Don’t Believe the Hype: AI Capabilities May Not Create Real-World Value
Microsoft Chief Technology Officer Kevin Scott gives remarks on the eve of the company's 2025 Build conference. Credit: Ken Yeung

Kevin Scott always has something to say on the eve of Microsoft Build. The company’s chief technology officer shares his read on where technology is headed, typically in step with whatever the company is about to announce. This year, I joined executives, developers, and my fellow journalists in a downtown San Francisco bar as Scott laid out five observations about AI and the gap between what people expect from it and what it can actually deliver. His message: there’s a lot of work ahead if we want AI to live up to its hype.

Capability Runs Ahead of Deployment

The first observation centers on the concept of capability overhang: the idea that AI models are more capable than the tasks for which we use them in the real world. “Just because an AI is highly capable of something does not necessarily mean that quick deployment will follow,” Scott said. In other words, when it comes to using AI, we’re leaving a lot more potential on the table.

By his read, agentic coding is the area where AI’s capabilities are “furthest ahead.” It’s letting people write more code, making strong programmers more effective, and giving people who have never written a line the means to build something for the first time.
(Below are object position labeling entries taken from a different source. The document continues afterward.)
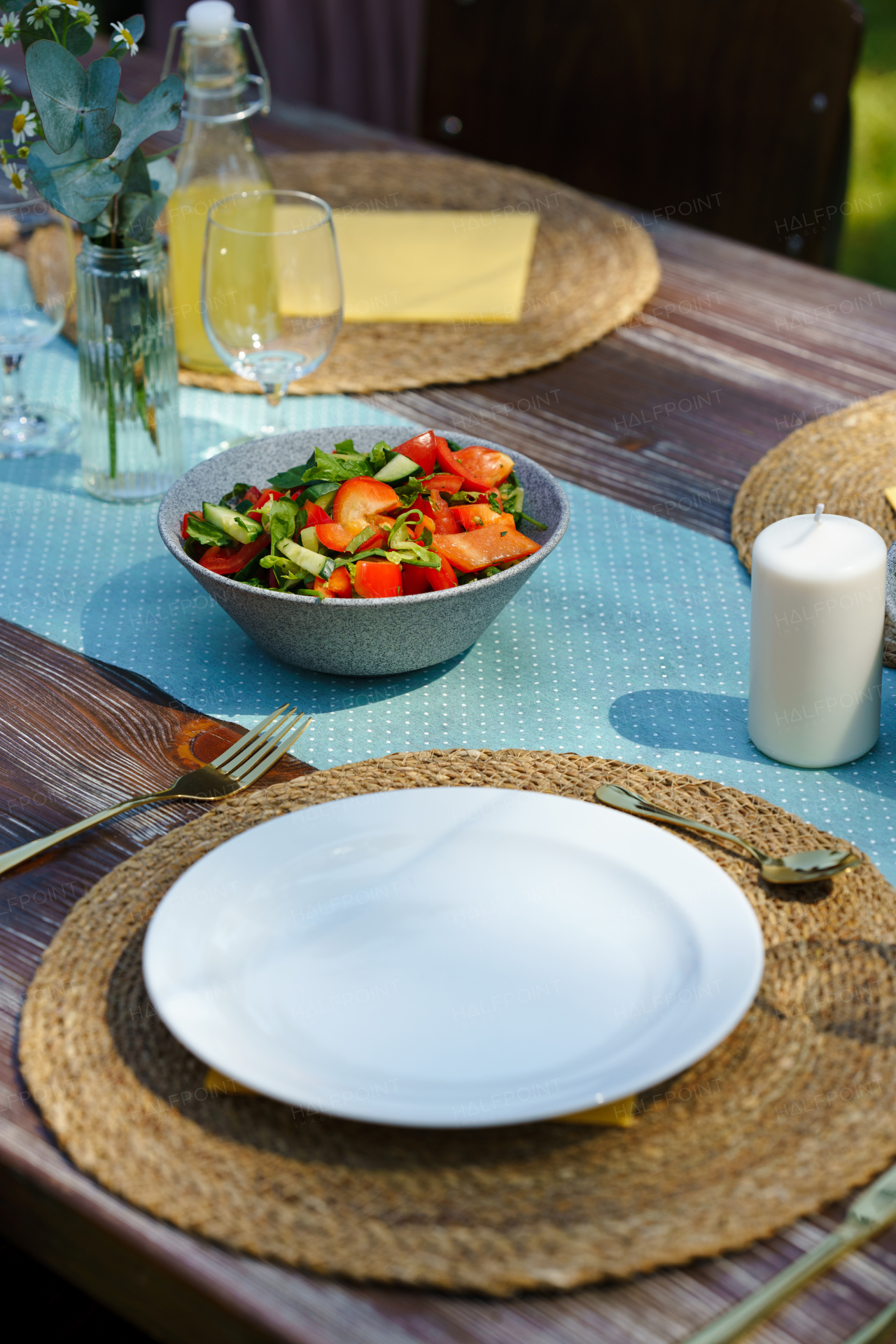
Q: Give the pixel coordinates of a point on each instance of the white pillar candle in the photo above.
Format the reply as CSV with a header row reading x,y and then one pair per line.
x,y
816,639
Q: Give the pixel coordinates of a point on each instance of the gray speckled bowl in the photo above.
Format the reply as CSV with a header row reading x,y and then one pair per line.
x,y
372,637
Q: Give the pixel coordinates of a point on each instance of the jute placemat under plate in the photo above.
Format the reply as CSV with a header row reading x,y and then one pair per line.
x,y
790,1111
593,269
844,462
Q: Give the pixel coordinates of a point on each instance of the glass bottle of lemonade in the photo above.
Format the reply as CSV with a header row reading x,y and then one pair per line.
x,y
216,158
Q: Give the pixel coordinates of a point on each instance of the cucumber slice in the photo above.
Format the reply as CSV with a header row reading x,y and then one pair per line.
x,y
397,469
232,523
311,561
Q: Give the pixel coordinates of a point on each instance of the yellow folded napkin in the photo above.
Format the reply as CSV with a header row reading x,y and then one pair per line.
x,y
426,265
618,1113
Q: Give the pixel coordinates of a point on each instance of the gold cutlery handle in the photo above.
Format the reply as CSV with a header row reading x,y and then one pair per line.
x,y
754,1310
614,796
27,851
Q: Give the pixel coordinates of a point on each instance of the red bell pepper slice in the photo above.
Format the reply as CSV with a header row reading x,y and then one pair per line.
x,y
421,449
415,579
358,500
484,546
378,579
316,515
227,561
335,536
262,499
442,579
337,585
480,515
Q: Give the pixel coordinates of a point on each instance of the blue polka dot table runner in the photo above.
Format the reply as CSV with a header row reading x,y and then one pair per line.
x,y
630,642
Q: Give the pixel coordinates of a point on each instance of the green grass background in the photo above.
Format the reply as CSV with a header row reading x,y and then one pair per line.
x,y
868,242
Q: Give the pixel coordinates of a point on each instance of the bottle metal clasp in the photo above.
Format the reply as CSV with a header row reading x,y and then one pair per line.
x,y
261,81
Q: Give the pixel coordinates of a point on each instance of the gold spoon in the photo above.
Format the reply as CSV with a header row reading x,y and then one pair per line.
x,y
793,867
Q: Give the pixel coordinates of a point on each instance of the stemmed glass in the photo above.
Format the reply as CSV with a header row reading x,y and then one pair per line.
x,y
30,317
272,289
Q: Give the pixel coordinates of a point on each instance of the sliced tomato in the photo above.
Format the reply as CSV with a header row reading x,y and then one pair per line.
x,y
484,546
316,515
195,513
445,457
378,579
442,579
337,585
216,554
336,536
358,500
421,449
484,465
479,515
232,562
415,579
444,483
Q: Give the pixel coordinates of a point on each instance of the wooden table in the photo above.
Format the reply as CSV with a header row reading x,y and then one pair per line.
x,y
736,348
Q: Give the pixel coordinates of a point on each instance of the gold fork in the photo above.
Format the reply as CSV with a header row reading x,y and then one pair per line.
x,y
232,772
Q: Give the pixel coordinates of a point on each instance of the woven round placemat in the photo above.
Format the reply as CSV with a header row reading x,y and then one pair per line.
x,y
790,1111
593,269
846,462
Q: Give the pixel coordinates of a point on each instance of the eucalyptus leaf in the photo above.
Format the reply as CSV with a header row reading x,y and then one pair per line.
x,y
101,134
134,174
159,111
73,183
58,83
134,27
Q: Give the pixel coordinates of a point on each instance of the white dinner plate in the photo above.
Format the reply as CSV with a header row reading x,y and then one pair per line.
x,y
453,957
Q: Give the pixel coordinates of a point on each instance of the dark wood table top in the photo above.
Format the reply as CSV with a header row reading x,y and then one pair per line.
x,y
666,415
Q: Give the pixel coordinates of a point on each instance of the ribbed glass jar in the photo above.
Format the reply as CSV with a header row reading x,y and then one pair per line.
x,y
130,418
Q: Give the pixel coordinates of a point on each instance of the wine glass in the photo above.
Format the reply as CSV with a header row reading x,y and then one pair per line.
x,y
35,295
272,292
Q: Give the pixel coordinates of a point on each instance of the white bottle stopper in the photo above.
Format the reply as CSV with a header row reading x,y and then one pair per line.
x,y
210,18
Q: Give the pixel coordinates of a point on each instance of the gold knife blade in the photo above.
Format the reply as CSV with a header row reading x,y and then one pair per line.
x,y
869,1214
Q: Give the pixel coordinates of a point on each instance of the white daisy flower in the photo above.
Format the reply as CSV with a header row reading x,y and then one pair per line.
x,y
86,16
8,29
23,124
42,14
16,176
125,36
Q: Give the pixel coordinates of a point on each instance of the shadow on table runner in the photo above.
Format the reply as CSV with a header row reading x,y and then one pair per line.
x,y
630,617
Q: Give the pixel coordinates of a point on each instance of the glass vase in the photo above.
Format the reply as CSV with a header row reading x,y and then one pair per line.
x,y
130,418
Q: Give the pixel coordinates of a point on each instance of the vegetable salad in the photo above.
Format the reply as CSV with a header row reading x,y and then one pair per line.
x,y
387,523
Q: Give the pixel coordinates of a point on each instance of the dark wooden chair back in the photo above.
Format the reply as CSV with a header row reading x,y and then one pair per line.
x,y
729,115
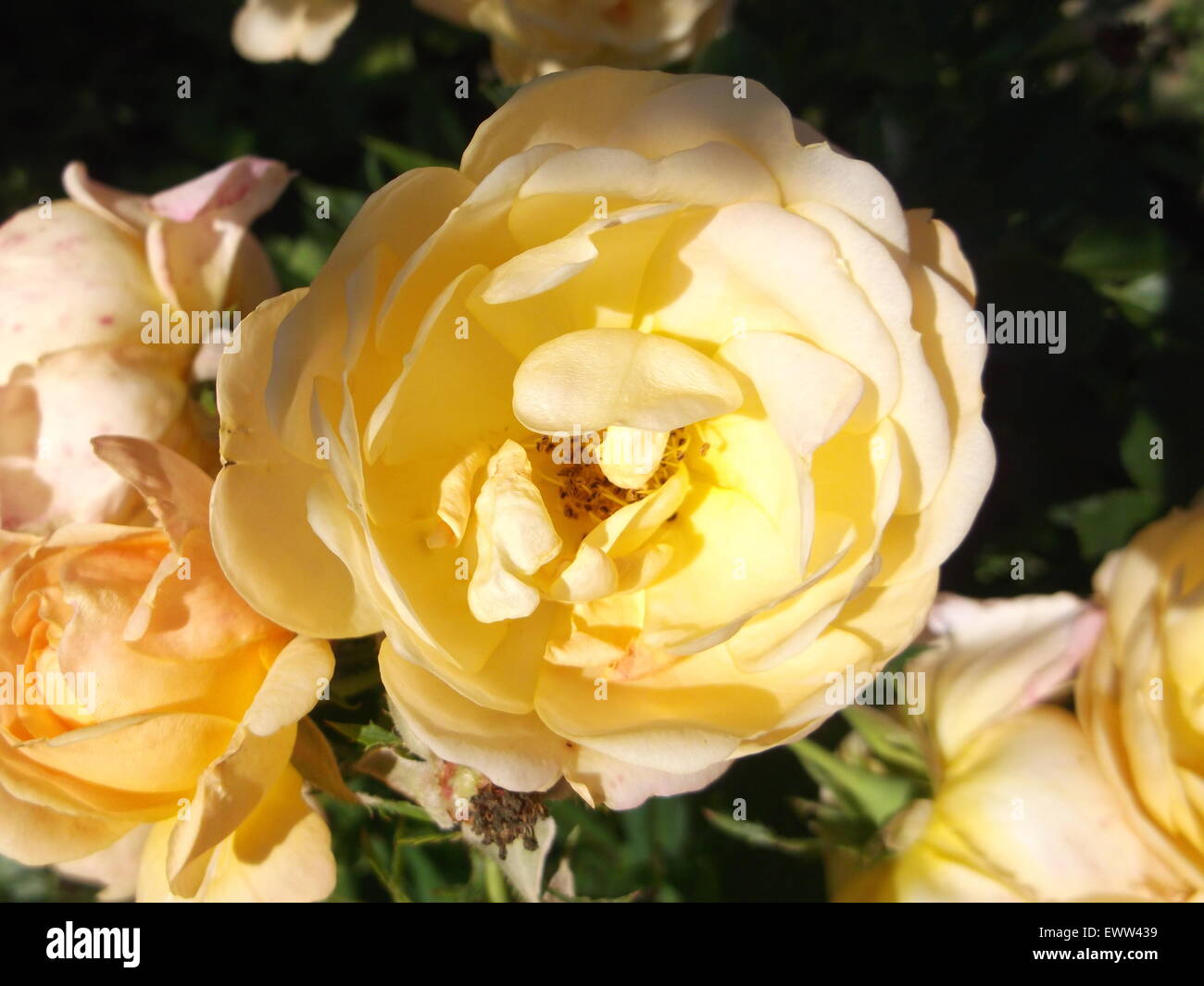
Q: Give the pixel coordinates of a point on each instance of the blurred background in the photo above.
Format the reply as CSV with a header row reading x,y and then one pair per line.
x,y
1050,195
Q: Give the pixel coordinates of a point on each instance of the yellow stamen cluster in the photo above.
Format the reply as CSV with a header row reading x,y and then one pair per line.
x,y
585,490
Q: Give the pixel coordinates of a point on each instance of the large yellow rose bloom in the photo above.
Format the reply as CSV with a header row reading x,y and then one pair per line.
x,y
143,700
670,275
1140,696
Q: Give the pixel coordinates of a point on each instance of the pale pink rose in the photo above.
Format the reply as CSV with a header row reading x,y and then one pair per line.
x,y
272,31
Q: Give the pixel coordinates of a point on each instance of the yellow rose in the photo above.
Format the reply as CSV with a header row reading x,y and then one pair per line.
x,y
533,37
141,698
1020,809
771,356
1140,694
But even where AI is at its most capable, deployment can still lag.

“It’s not necessarily like ‘Field of Dreams’—build it, and they will come,” Scott said. “In some places, yes, and in some places, no, and so we just shouldn’t have uniform faith that as the AI model capabilities improve, we’re going to get this crazy fast deployment everywhere.”

He admitted that it could be a bit of a controversial take, at least for those in Silicon Valley.

Progress Follows the Feedback Loop

Setting that debate aside, Scott moved to his second observation, though it’s really the engine underneath the first. Coding races ahead, he argued, because it has the tightest feedback loops of any domain. A closed feedback loop is a cycle in which the output of a process gets measured and fed back in to sharpen the next round, over and over.

With agentic coding, the model writes code. You can immediately check it with existing tools: does it compile, and is it well-formed? Models can also generate the tests themselves, so you can see whether the code actually does what was asked. Then, experts tune the models in post-training to prefer better outputs. And finally, the developers using the product generate even more feedback.

“The capability of the models is going to improve fastest where these feedback loops exist,” Scott said. “In some cases, the feedback loops, to the extent that they exist at all or can exist, are not going to necessarily be as fast as some of the ones that we have with things like software development.”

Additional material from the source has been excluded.